I also managed to get some news regarding Netscape's next generation browser. Although IBM and Netscape are developing the browser portion of Communicator for OS/2, it is not likely that OS/2 users will see components such as the HTML editor. One IBMer explained to me that the rule of thumb is that if IBM has a "home grown" product, then don't expect to see Netscape's version of it. Thus instead of Netscape's collaboration tools, you should look to OS/2 versions of Lotus Notes and Domino. Instead of Netscape's HTML editor, start looking for IBM's Homepage publisher. The product, which has leaked out onto the Internet as a Japanese edition, is evidently going to become a formal product.

For some more good news, OS/2 is evidently looking good on the server front. Sales of Warp server are growing respectably and "Bluebird" technology is being eagerly welcomed by some of those Fortune 500 customers. This technology, which has been in OS/2 for a while, allows an administrator to remotely boot a machine, load applications, and control the contents of the desktop. For example, the administrator could set all the "remote" machines to use a Web browser interface.

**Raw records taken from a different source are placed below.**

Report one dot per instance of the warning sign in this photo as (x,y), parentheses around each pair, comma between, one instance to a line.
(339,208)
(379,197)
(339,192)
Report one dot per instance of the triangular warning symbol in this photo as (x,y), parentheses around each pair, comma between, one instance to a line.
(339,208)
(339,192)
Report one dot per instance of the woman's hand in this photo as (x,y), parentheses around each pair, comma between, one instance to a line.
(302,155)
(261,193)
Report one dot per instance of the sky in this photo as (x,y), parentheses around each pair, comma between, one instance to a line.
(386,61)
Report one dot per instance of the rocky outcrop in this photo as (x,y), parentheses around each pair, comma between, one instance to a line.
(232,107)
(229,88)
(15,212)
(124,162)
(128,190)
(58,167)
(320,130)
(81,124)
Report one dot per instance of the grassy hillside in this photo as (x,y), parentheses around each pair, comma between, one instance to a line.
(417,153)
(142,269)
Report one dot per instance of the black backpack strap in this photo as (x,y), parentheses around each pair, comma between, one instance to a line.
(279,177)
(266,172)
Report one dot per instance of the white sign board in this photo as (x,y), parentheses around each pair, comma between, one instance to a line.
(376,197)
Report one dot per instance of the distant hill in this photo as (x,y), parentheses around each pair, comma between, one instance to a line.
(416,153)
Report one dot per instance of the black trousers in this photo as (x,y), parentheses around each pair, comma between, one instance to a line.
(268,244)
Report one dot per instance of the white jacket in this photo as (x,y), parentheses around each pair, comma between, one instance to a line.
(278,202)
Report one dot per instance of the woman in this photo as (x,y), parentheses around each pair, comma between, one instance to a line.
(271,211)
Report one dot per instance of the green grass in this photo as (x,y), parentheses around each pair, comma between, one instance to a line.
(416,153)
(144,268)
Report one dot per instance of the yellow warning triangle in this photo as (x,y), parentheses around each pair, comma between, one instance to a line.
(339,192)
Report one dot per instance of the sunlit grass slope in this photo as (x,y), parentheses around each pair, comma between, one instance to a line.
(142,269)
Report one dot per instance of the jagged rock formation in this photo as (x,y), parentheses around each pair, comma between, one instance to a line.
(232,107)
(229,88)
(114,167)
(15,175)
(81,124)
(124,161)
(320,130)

Another aspect of OS/2 which is receiving attention is the Java capability. While it has been said that OS/2 has one of the most stable Java environments, it is not one of the fastest. IBM is evidently working hard to improve OS/2's Java execution speeds. Furthermore, it is important to note that IBM is placing a massive amount of energy into Java development. Certain Java development projects are reportedly continuing 24 hours a day. As the workday on one side of the planet finishes, the "project" is shipped to the other side of the planet so that the second "daytime" shift can continue to work. IBM also seems to have a special Java developer's assistance plan. If a company is developing a Java application, then IBM will help the development effort by assigning seven developers to the company. The company creating the software must also assign seven developers to the project. Finally, more than one person mentioned that IBM will be in serious trouble if the Java push fails. This basically means that IBM is fighting the deciding battle of the war. Failure is not an option.

Finally, I'd like to pass along a technical tidbit which sounds intriguing. Many users have heard about OS/2 version 4's "hibernation" feature which allows a person to switch between operating systems without rebooting. The procedure basically works by storing a copy of all physical and virtual memory on the hard disk. When the OS is switched, the computer simply read the "snapshot" form the hard disk. Apparently the key to this feature is the use of a common file system. For example, Windows 95 and OS/2 could be installed on different partitions, but they must both use the FAT files system. It seems that this "trick" can also be applied to a Windows NT / OS/2 system. As long as both Windows NT and OS/2 are placed on either FAT or HPFS partitions, then you should be able to implement this. I'm guessing that a combination of Partition Magic & the HPFS file from WinNT 3.51 could be used to get this to work with Win NT 4.0. Reportedly, this "hibernation" feature can lower the time required to switch between operating systems from minutes to seconds.

In conclusion, my conversations at PC Expo seem to indicate that OS/2 has a very serious future at IBM. The Fortune 500 companies continue to use OS/2 because is well developed and reliable. Many companies that abandoned OS/2 to switch to Windows NT are coming back. IBM is pouring significant resources into Java development and OS/2 will benefit from this. The core OS/2 technology will find it's way into many computing products thus providing competition for the "Windows Everywhere" push. Finally, OS/2 will be a key component of IBM's network computing paradigm.

In general, OS/2 has been refocused to address the needs for the big business. This will result in developments which benefit a large number of OS/2 users through the "trickle down computing" theory. Whether or not this provides sufficient support for the small to mid sized businesses which exist in the world remains to be seen. At any rate, the operating system will be around for while and OS/2 users will continue to benefit from its strengths.